While barreling through the streets of Maple Grove on his bike as a child, Peter Dering daydreamed of designing and inventing.
The Maple Grove Senior High alumnus very distinctively remembers hoping to follow in the footsteps of his idol, Thomas Edison. “I always wanted to be inventor. This notion of being an inventor was always on my mind,” Dering says. Instead of following that passion through college, Dering decided to major in civil engineering at the University of Wisconsin—Madison and stashed the dreams of becoming an inventor in the back of his mind for a time.
However, he had no idea that his childhood dream would become reality in just a few short years—and all thanks to one of his other creative passions—photography. His love for photography began shortly after graduating from high school. “My graduation gift from Maple Grove Senior High back in 2001 was a digital camera. And that very much sparked my interest in photography,” Dering explains. “And the cameras have changed, but the passion remained there.”

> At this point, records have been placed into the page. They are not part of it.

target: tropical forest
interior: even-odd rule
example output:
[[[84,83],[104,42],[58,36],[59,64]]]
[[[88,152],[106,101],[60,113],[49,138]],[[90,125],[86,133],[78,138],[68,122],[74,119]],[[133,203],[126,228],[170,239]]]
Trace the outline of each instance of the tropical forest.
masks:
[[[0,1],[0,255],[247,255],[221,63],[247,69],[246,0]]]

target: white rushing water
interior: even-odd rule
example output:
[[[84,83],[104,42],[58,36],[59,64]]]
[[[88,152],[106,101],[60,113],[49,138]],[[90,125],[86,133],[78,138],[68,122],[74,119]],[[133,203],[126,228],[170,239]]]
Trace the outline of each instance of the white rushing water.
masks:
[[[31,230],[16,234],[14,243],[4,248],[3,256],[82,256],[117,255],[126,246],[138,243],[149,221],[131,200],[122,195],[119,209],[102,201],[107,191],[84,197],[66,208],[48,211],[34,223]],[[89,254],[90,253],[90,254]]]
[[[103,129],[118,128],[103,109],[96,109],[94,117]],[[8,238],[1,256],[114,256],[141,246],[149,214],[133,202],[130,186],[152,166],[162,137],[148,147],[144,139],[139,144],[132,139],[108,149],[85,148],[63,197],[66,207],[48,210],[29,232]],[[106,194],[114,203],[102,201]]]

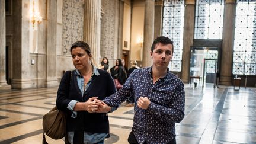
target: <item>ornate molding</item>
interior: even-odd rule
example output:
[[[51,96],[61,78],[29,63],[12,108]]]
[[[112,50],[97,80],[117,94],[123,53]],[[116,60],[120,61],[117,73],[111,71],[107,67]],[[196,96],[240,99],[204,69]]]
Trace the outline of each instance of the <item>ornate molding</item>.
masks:
[[[155,1],[155,5],[163,6],[164,0],[156,0]]]
[[[225,4],[235,4],[235,0],[226,0],[225,1]]]
[[[69,55],[71,44],[83,39],[84,0],[63,0],[62,24],[62,54]]]

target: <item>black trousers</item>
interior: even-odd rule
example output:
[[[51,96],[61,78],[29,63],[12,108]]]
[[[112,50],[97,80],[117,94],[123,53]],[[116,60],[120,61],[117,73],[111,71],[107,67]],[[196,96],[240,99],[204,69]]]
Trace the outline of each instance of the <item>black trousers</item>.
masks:
[[[137,140],[135,138],[135,136],[133,134],[133,132],[132,130],[132,132],[130,133],[130,135],[128,137],[128,142],[130,144],[139,144],[139,143],[137,142]],[[143,144],[146,144],[146,142],[145,142]],[[176,144],[176,139],[173,139],[171,142],[167,143],[167,144]]]

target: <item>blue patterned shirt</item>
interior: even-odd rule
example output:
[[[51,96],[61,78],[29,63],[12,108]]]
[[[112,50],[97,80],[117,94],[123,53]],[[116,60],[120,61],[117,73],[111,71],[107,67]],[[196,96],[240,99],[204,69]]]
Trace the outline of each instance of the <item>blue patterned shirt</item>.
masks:
[[[133,95],[133,131],[139,143],[167,143],[175,137],[175,123],[184,117],[185,91],[182,81],[168,69],[153,84],[152,67],[135,69],[117,92],[103,101],[114,107]],[[151,101],[147,110],[137,106],[138,98]]]

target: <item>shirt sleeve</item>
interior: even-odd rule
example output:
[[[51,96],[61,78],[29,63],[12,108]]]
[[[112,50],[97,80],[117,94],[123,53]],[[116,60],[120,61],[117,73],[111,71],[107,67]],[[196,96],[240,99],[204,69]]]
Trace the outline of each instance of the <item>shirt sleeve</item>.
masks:
[[[171,121],[175,123],[181,121],[184,117],[185,91],[182,83],[175,89],[171,103],[169,107],[156,104],[151,102],[148,109],[155,119],[165,122]]]
[[[119,91],[104,99],[103,101],[107,105],[111,107],[117,107],[120,104],[124,102],[132,94],[133,78],[135,76],[135,73],[132,73]]]
[[[77,112],[75,111],[73,111],[74,108],[75,108],[75,105],[76,105],[76,103],[78,103],[78,101],[76,100],[71,100],[69,103],[68,104],[68,107],[67,108],[71,111],[72,111],[73,113],[71,115],[71,117],[73,118],[76,118],[76,116],[77,116]]]

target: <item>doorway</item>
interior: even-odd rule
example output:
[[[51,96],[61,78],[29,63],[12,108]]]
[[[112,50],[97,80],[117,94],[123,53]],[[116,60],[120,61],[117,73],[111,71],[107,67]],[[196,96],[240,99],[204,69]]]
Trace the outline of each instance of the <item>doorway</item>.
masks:
[[[216,83],[216,73],[219,69],[218,47],[191,47],[190,53],[190,82],[196,78],[196,83],[213,85]]]

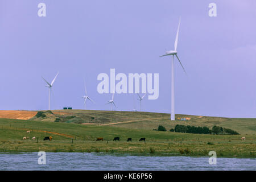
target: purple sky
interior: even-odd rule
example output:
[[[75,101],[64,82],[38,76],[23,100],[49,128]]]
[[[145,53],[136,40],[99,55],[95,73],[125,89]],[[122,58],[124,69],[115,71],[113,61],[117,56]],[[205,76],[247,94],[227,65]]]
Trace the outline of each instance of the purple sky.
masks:
[[[47,16],[38,16],[38,5]],[[217,16],[209,17],[215,2]],[[159,73],[159,97],[143,111],[170,113],[171,61],[159,56],[177,47],[175,113],[256,117],[256,1],[1,0],[0,109],[82,109],[83,77],[96,102],[109,110],[110,94],[97,91],[100,73]],[[131,110],[133,94],[116,94],[118,110]],[[136,101],[136,108],[139,102]]]

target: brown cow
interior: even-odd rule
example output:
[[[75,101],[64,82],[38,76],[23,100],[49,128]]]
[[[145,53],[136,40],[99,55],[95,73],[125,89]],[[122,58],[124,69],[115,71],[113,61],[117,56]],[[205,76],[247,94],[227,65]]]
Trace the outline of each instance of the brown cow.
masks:
[[[100,140],[103,141],[103,138],[102,137],[99,137],[99,138],[97,138],[96,141],[100,141]]]

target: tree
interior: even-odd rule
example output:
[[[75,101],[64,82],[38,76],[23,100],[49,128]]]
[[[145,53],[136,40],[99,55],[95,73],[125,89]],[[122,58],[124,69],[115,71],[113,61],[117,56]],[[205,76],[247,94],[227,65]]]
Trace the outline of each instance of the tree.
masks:
[[[159,125],[158,126],[158,131],[166,131],[166,129],[164,127],[163,127],[162,125]]]
[[[185,125],[177,125],[174,128],[174,131],[175,131],[175,132],[179,133],[187,133],[188,131],[188,128]]]

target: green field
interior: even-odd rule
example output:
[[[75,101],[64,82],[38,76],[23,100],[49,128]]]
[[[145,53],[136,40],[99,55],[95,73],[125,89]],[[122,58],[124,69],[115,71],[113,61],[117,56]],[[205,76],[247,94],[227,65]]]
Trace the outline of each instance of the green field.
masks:
[[[53,113],[57,111],[53,111]],[[32,120],[0,119],[0,152],[86,152],[133,155],[208,156],[211,150],[219,157],[255,158],[255,119],[226,118],[176,115],[188,121],[169,119],[170,115],[144,112],[95,110],[58,110],[65,114],[47,114]],[[70,117],[70,116],[75,116]],[[68,118],[67,118],[68,117]],[[56,118],[61,121],[54,122]],[[36,121],[35,121],[36,120]],[[90,125],[78,123],[90,123]],[[168,131],[176,124],[208,126],[217,125],[241,135],[204,135],[153,131],[159,125]],[[30,130],[30,134],[27,131]],[[37,140],[22,139],[29,136]],[[52,141],[43,141],[52,136]],[[119,136],[120,142],[113,142]],[[242,136],[246,137],[241,141]],[[104,141],[96,142],[97,137]],[[132,138],[132,142],[127,142]],[[146,138],[146,143],[139,142]]]

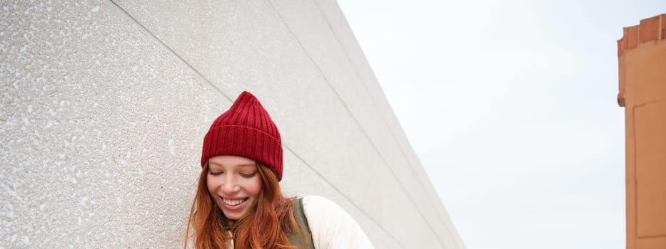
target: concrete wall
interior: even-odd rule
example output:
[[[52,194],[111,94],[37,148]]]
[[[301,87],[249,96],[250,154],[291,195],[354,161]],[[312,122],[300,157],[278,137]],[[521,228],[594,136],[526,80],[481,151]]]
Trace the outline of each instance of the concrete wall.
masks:
[[[617,41],[625,107],[627,249],[666,248],[666,14]]]
[[[465,248],[335,1],[0,5],[0,248],[181,246],[203,134],[242,90],[288,195],[377,248]]]

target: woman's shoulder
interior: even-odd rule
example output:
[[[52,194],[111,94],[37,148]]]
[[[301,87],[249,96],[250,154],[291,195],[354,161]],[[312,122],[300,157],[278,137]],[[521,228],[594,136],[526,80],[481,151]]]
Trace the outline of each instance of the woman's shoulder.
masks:
[[[320,196],[303,197],[316,248],[372,248],[372,243],[358,223],[342,207]]]

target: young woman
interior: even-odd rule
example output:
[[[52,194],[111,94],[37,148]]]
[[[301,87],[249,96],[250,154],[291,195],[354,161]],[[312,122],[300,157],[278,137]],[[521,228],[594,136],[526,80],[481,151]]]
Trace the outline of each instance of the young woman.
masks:
[[[358,224],[332,201],[283,196],[280,133],[250,92],[243,92],[211,125],[201,166],[186,248],[191,238],[196,248],[373,248]]]

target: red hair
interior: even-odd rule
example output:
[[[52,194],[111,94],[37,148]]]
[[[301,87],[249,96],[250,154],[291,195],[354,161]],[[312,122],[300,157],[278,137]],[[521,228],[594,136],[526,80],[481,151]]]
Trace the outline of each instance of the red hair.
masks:
[[[205,163],[190,209],[185,232],[186,248],[193,237],[197,249],[226,248],[231,239],[235,249],[296,248],[289,243],[287,235],[297,232],[302,240],[306,233],[294,217],[294,198],[282,195],[278,178],[270,168],[258,164],[257,169],[262,184],[257,206],[246,216],[233,221],[224,216],[208,192],[208,164]]]

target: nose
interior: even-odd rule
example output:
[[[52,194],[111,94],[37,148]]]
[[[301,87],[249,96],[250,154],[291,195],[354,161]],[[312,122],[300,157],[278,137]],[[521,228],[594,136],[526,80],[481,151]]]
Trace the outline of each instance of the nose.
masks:
[[[238,181],[231,174],[226,176],[222,183],[222,192],[226,195],[232,195],[241,190]]]

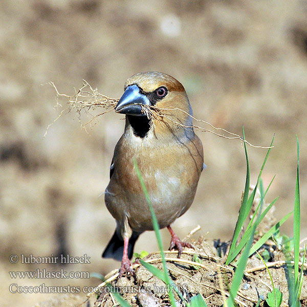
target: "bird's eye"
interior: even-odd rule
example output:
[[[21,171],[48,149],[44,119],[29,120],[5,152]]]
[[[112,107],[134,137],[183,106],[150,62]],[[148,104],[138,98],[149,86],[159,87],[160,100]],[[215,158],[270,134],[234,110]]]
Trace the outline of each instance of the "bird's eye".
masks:
[[[164,86],[162,86],[156,90],[156,93],[159,98],[163,98],[167,94],[167,89]]]

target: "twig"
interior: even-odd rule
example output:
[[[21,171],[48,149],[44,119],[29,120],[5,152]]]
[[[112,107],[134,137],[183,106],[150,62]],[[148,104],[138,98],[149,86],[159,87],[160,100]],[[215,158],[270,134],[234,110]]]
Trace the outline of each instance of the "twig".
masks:
[[[294,264],[294,261],[286,261],[284,260],[279,260],[273,262],[270,262],[267,265],[268,268],[272,268],[272,267],[282,267],[282,266],[286,265],[287,263],[290,263],[292,265]],[[298,262],[299,266],[302,266],[302,263],[301,262]],[[304,268],[307,268],[307,264],[304,264]],[[258,267],[255,267],[254,268],[252,268],[252,269],[249,269],[249,270],[247,270],[245,272],[246,273],[253,273],[254,272],[256,272],[256,271],[261,271],[262,270],[265,270],[266,269],[266,266],[264,265],[262,266],[259,266]]]
[[[200,230],[201,229],[201,227],[200,225],[197,225],[197,226],[196,226],[196,227],[195,227],[194,229],[192,229],[192,230],[191,230],[191,231],[190,231],[190,232],[189,232],[189,233],[188,233],[188,234],[186,235],[186,236],[183,239],[183,240],[187,241],[195,232],[197,232],[198,231]]]

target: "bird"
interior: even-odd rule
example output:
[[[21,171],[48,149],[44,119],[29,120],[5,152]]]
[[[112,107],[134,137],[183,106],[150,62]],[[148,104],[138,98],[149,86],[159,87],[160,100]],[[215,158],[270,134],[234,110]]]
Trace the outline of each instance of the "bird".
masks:
[[[144,106],[161,112],[150,116]],[[135,276],[130,261],[135,244],[141,234],[154,229],[134,159],[159,227],[167,228],[170,249],[176,248],[180,257],[183,247],[192,247],[180,240],[170,224],[193,201],[204,168],[203,149],[193,130],[192,108],[184,87],[169,75],[134,75],[127,80],[115,109],[125,115],[125,125],[115,148],[104,192],[116,229],[102,256],[121,261],[119,277],[125,273]]]

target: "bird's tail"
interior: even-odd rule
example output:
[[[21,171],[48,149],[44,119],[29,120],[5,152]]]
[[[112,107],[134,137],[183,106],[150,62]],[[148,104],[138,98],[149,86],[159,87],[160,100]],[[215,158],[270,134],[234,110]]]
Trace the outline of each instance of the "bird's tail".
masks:
[[[128,245],[128,257],[131,259],[133,255],[133,249],[136,241],[139,237],[139,234],[133,232],[129,239]],[[121,261],[124,252],[124,241],[121,237],[119,236],[116,230],[110,240],[107,247],[102,253],[102,258],[112,258],[118,261]]]

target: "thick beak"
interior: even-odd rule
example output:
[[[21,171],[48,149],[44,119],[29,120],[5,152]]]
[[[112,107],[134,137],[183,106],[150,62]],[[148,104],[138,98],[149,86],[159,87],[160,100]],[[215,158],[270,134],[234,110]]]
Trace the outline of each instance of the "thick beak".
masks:
[[[117,113],[128,114],[135,116],[144,116],[142,112],[142,105],[150,105],[150,102],[146,96],[140,93],[138,85],[128,86],[115,107]]]

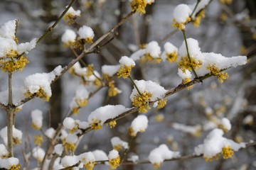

At age 25, Dering decided to take a four-month leave of absence from work to travel; exploring parts of Southeast Asia and India with a backpack strapped to his back and a camera in his hand. While taking in the beautiful sights and capturing memories through photos, Dering couldn’t help but notice a clear problem. “When the camera was in the backpack, you don’t use it. And when the camera is not in the backpack, it’s around your neck, and it’s a total pain the butt,” Dering explains. Being out on the road and having that time to contemplate and think gave Dering the perfect opportunity to find a solution to that problem.
After quitting his job and putting all of his time and energy into creating something he felt passionate about, 10 months later, Dering was staring at a finished version of what he now calls Capture—a metal clip that allows you to carry your camera on a backpack strap, belt or bag. Wanting to grow his product, he started a Kickstarter for the project in May 2011, and it caught the eye of the public.
Growing to be the second most funded product on Kickstarter at the time, it allowed Dering to not only continue to produce Capture, but it gave him the opportunity to begin the company he had been dreaming about creating for a long time—Peak Design. After founding Peak Design, he quickly began hiring a team of people to help him carry out his vision. “We’ve doubled in size roughly every year for the past eight years. And so now, we have about 35 people,” Dering says.
Along with employees, Peak Design grew in products, too. The San Francisco-based company added even more for its customers to enjoy. “Clips led to straps, straps led to camera bags, camera bags led to bags for everybody,” Dering explains. It also launched a travel line on July 23, which includes a handful of unique bags.
Something that makes Peak Design so unique is that it continues to use Kickstarter to help fund products, launching a Kickstarter every calendar year. “That’s a trend that we will continue to stay on this year and certainly next year. We have no intention of ceasing that trend,” Dering says.
Along with the great products that it provides, Peak Design also offers a lot to the community of San Francisco. Staff members wanted to offer a space for other creatives like themselves to gather together and work, so they opened their flagship store in Hayes Valley, which Dering compares to Uptown in Minneapolis. “It’s just become a community hub for our network of photographers and creatives,” he says. “It gives recreational outlets, educational outlets. It’s just a way of connecting with our customers in a much greater depth than just our products.” Offering open studio times is just one thing that they provide, also offering classes like Photography 101: Gear and Techniques for Beginners and hosting events to help ease minds like Yoga for Photographers.
Juggling different aspects of the company is what Dering loves the most—whether he’s writing, shooting and directing a video that will go on the Kickstarter page or working with overseas vendors in Vietnam and China, Dering is enjoying it all. “It’s an extraordinary variety of types of work—both from a creative aspect and from a more human centered aspect,” he says.
Dering is also passionate about not leaving a carbon footprint behind. He gives one percent of all sales to environmental nonprofits, in hopes that it will help offset the waste that the company creates. “I think that every company … certainly ones that are in the business of making things, need to figure out how to do so sustainably,” he says.
While San Francisco has been where he has built his life and company, Dering says that Minnesota will always be his home. “My folks are still in Plymouth,” he says. “I get back pretty frequently. My brother lives in Minneapolis, and he’s got two kids.” Other than his family, Dering misses the changing of seasons and the lake culture that Minnesota provides. His fondest memory of growing up in the suburbs include the ability to have so much freedom as a child. “The best memory that I have is riding my bike everywhere,” he says.
Dering travels frequently for work—both nationally and internationally—and has found that his home state has much more of an impact than most people think. “I think it’s one thing, perhaps that, people in Maple Grove might not realize as much is that the brand of Minnesota is extraordinarily strong throughout the nation,” Dering says. “It’s a really cool place, and it’s somewhere that I’m really proud to be from.”
Peak Design products are available online at peakdesign.com and around the Twin Cities at Best Buy, National Camera Exchange and REI.